Interesting People mailing list archives

Re: Study Gives High Marks to U.S. Internet - New York Times


From: David Farber <dave () farber net>
Date: Wed, 9 Apr 2008 09:51:13 -0700


________________________________________
From: Brett Glass [brett () lariat net]
Sent: Wednesday, April 09, 2008 12:41 PM
To: rberger () ibd com
Cc: David Farber; Ip ip
Subject: Re: [IP] Re:   Study Gives High Marks to U.S. Internet - New York Times

Robert, and everyone:

Why is it that so many people seem to deny the existence of wireless
broadband providers? (Susan Crawford and others have even done so in
their testimony before bodies such as Congressional committees
and the FCC.)

I have been to Saratoga (played there with the Celtic Band Avalon Rising
when it started 17 years ago) and I must say I would be extremely surprised
if there were not several wireless operators like my own doing business in
that area. In fact, I've just done a quick Web search and have found one:

http://www.bullpenwireless.com/

--Brett Glass

At 09:31 AM 4/9/2008, David Farber wrote:


________________________________________
From: Robert J. Berger [rberger () ibd com]
Sent: Wednesday, April 09, 2008 11:29 AM
To: John Markoff
Cc: David Farber
Subject: Re: [IP] Study Gives High Marks to U.S. Internet - New York Times

Any assertion that the US has world class internet connectivity for
the majority of its Citizens is bunk.

I normally live in Saratoga, CA, part of Silicon Valley, and where I
live I STILL can not get ANY consumer broadband service.
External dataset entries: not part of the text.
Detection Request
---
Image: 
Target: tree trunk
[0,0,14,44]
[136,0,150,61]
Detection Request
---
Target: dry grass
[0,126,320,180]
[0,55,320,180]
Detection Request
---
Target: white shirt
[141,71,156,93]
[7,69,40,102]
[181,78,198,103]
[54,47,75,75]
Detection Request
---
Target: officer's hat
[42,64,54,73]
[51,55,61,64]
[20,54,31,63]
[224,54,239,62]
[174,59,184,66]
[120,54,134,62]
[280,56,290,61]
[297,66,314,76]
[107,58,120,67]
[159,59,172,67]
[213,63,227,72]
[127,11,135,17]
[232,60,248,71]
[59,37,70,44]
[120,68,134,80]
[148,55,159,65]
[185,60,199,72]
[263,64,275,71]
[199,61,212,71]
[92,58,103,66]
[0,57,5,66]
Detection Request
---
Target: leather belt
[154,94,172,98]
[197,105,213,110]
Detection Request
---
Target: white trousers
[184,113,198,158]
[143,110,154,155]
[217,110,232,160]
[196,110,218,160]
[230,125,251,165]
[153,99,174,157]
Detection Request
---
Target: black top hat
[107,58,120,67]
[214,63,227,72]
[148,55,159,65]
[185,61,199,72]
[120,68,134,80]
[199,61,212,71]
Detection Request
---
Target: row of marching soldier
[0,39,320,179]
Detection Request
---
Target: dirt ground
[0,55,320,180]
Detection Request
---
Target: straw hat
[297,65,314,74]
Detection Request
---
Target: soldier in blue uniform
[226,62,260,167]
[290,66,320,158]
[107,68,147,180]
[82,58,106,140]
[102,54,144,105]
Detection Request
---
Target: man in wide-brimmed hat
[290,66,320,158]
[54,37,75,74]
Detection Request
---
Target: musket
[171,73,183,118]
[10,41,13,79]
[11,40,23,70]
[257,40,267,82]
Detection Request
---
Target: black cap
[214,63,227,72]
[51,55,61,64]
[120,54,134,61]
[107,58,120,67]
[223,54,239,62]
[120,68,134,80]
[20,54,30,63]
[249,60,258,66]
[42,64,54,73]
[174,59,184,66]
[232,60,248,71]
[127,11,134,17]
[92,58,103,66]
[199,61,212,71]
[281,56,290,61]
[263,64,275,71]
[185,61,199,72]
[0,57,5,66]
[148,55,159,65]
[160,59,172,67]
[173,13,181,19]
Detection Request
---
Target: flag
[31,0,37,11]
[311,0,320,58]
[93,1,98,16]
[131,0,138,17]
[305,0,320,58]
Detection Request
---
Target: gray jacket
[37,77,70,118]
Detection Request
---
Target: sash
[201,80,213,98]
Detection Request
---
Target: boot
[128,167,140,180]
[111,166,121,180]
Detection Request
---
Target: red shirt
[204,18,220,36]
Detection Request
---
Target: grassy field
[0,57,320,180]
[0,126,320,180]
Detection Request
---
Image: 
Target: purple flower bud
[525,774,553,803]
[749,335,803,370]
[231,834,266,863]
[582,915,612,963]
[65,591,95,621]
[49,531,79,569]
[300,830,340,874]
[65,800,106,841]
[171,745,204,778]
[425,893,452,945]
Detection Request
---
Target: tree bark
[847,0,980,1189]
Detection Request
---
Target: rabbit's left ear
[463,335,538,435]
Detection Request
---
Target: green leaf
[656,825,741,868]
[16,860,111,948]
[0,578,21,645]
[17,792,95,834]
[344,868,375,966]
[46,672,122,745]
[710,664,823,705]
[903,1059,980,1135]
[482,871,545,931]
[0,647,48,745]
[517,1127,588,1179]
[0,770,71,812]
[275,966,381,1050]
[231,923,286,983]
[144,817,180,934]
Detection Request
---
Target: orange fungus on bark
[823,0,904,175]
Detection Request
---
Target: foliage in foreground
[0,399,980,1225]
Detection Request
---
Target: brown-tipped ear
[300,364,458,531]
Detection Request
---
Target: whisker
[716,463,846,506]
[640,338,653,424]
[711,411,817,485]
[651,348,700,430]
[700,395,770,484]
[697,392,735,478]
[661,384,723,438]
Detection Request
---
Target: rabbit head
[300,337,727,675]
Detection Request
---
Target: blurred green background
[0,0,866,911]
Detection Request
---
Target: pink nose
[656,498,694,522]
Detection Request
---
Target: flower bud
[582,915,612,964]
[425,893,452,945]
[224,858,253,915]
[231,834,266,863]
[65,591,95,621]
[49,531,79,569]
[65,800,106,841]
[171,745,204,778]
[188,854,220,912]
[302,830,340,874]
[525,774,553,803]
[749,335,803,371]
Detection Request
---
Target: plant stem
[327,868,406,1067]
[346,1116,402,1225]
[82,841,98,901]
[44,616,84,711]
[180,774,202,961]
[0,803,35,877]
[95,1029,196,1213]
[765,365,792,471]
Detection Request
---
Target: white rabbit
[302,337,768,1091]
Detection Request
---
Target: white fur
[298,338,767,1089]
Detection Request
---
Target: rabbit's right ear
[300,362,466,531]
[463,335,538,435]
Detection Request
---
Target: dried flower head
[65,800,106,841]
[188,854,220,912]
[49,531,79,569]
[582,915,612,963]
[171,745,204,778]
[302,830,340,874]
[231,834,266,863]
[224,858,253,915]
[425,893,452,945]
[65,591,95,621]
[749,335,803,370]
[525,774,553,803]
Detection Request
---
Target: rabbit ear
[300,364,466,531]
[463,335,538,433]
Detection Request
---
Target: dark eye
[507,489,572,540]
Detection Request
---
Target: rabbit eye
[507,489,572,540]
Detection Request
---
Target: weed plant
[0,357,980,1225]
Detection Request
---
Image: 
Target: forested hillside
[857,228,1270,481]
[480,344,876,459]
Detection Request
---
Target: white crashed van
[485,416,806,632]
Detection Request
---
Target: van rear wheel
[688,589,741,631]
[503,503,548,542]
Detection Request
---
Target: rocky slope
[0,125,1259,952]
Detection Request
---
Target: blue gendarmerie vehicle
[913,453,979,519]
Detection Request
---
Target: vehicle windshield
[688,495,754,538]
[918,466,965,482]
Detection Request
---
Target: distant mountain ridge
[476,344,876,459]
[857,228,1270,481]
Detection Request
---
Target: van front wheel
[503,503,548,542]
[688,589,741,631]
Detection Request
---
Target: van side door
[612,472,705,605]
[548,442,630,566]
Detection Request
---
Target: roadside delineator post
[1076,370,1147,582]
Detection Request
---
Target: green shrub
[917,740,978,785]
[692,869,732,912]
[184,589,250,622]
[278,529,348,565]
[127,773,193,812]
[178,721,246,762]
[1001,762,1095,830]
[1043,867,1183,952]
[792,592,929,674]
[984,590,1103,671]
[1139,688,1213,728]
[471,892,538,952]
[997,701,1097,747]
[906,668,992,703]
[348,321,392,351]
No Cable
Modem, no DSL.

For the next few months, I am living in downtown San Francisco in a high rise
apartment building set among other high rise apartment buildings right
next to a major telecom hub and though we have DSL, its not
particularly fast or anything.

This is the kind of location where in other countries such as Japan or
S. Korea they have fiber to the building and ethernet to the
apartments at 100M - 1G.

Instead we should have a baseline attitude more like Professor Payne's
as per the earlier post on IPer's list:

"Sadly broadband speeds in this country aren't really broadband at
all. I won't be happy until every home has a one gigabit per second
connection," he told BBC News.
He added: "If we were able to afford to dig up the road in the 1980s
to roll out cable TV then we can afford to do it again."

But this time horizontally divested so that the people who own/control
the pipes do not own/control the content.